The IT revolution also ushered in a new value system in the work ethics of Indian companies. “One of the fascinating aspects of the IT industry is that it was all started by professionals. What we learnt early on was like they say we all can disagree but we cannot be disagreeable to each other. The bedrock of the industry is talent, the professionals, the college-educated folks like you and me. The premium on hard work was laid very early on and people used to spend reasonably long hours at work and were doing new things till then unknown in India. Imagine a set of folks in their early twenties who have just joined a company, going and finishing a project in the US, interacting with folks, their clients and to complete the project. So all that brought in a lot of values,” said Dayasindhu.
Kris added that the values agreed upon were not built organically but an outcome of a very conscious decision to encode the values during the training period and it was reinforced every year by identifying a value champion and rewarding him.
“The value champions were those who had gone beyond the call of duty, demonstrated values that led to customer satisfaction or done social work or had taken initiatives to save money for the company. These values must be documented and practiced on a daily basis.

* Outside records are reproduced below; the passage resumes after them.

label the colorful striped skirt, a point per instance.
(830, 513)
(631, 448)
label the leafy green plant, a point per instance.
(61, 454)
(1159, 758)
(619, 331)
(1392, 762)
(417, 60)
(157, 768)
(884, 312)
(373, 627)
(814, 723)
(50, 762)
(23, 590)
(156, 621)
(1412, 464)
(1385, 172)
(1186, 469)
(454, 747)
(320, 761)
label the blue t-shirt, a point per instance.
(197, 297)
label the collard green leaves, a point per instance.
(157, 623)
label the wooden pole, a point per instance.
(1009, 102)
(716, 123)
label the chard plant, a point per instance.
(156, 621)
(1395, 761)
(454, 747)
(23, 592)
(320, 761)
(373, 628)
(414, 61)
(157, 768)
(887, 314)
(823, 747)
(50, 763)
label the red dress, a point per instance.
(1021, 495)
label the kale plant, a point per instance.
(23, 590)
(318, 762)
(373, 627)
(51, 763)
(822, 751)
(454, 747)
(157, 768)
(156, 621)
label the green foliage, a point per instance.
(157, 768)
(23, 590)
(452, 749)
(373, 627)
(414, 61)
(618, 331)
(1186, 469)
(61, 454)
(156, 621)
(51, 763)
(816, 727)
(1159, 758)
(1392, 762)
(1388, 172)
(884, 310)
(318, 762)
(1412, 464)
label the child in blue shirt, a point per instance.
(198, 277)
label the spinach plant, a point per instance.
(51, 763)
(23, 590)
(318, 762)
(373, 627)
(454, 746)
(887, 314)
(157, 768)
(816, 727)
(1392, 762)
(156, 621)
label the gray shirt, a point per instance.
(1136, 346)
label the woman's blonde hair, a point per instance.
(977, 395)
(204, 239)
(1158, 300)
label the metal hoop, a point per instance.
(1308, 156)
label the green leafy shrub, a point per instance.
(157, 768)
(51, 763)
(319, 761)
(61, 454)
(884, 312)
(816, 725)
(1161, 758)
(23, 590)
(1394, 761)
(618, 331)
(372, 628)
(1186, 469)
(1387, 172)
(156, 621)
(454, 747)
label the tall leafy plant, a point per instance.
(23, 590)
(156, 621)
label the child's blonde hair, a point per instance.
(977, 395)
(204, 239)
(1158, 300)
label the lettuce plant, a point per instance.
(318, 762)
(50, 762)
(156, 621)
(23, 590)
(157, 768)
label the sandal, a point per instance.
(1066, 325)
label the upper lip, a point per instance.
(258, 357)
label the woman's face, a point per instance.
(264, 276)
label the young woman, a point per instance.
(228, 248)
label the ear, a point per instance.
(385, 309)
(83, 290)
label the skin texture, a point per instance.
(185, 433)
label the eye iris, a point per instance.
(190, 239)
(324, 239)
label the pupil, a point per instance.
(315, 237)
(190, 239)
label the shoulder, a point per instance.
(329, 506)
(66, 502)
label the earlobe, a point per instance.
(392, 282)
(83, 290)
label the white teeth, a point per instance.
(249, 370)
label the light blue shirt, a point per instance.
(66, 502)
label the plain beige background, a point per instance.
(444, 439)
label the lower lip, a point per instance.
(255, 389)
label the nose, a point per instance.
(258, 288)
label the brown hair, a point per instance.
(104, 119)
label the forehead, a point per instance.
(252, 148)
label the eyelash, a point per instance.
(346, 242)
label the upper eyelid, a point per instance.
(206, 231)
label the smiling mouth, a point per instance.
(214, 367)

The value comes from simple practices like traveling economy class for flights that take less than three hours, which holds true for the CEO down to the ranks. These are practiced not in just one company but across the industries, by large companies like Wipro, TCS as we need to build trust among our stakeholders. This is reflected when we talk to the government as a single voice and they listen to it. So, it clearly pays to do the right thing,” said Kris, adding that trust-building is crucial for entrepreneurship.
Democratisation of wealth through the employee stock ownership plan (ESOP) framework, gave a sense of ownership and participation, confided Dayasindhu, who recalls one of his most spiritual moments at Infosys global education centre in Mysore where close to 10,000 fresh college-educated recruits were being trained.
"It is when it dawns on you what this industry is all about and what it is doing to a country like India, which is moving up the event chain. The single most contribution of this industry has been to ensure a lot more people are brought into the middle class. And there are 15 million people who are indirectly working with the IT industry."
"On an average. I think India has about 20 per cent women in our workforce. But in the IT industry, it is about 40 per cent and they are qualitative jobs," added Kris, summing up the societal impact of the IT industry.